Letters were sent out to all coastal First Nations, in which traditional territories overlap with Sea Otter range, soliciting participation in the development of this Management Plan. The draft Management Plan was sent to Parks Canada Agency, Environment Canada, and the Province of British Columbia for review and comment.
This draft Management Plan was posted to the DFO Pacific Region Consultation website for a public comment period from September 26 – October 29, 2012. This consultation period was primarily web-based, and included mail-outs of hard copy letters, emails, and faxes to all coastal First Nations soliciting input and feedback on the draft Management Plan as well as an offer for bilateral meetings. Comments were received from the Nuu-chah-nulth Tribal Council. Upon request, a bilateral was held with the Gwa’Sala-Nakwaxda’xw Nation. An initial draft of the management plan, along with a discussion guide and feedback form, was made available on the website noted above. Notification of this consultation period was also sent by electronic mail to a distribution list of stakeholders and environmental non-government organizations (ENGOs), to former Sea Otter recovery team participants, as well as other government agencies. Four feedback forms were received, including comments from academic, ENGO, and industry representatives. Where appropriate, all feedback received during this consultation period has been incorporated into the final management plan.

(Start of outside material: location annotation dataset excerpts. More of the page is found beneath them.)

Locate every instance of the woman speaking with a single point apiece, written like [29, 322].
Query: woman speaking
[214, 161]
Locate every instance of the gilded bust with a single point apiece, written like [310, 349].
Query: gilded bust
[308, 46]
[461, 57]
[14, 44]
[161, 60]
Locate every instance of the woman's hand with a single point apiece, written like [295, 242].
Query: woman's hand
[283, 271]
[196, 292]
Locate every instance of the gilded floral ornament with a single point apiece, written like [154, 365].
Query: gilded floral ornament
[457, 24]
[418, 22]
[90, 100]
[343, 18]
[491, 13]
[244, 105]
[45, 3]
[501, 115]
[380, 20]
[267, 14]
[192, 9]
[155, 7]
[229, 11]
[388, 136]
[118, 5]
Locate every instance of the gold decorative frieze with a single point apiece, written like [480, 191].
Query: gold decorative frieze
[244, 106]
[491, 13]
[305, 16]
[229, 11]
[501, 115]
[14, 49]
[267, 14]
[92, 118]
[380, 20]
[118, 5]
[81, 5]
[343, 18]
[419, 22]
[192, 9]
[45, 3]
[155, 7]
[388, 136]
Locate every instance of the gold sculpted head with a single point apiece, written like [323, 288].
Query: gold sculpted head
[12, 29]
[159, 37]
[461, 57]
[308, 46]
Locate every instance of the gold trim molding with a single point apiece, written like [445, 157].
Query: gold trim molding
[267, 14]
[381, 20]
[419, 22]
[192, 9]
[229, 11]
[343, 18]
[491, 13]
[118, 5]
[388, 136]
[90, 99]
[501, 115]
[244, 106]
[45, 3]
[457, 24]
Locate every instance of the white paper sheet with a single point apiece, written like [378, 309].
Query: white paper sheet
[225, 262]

1 Within British Columbia, species and ecological communities are assigned to a list (e.g. Red, Blue, Yellow) on the basis of the provincial Conservation Status Rank assigned by the Conservation Data Centre.
3 Cytochrome P4501A (CYP1A) is a type of liver enzyme associated with metabolism of toxic compounds including polyaromatic hydrocarbons (PAHs).
4 Refer to Figure 1 and Table 1 for Sea Otter abundance estimates and distribution.
5 Priority reflects the degree to which the action contributes directly to the conservation of the species or is an essential precursor to an action that contributes to the conservation of the species.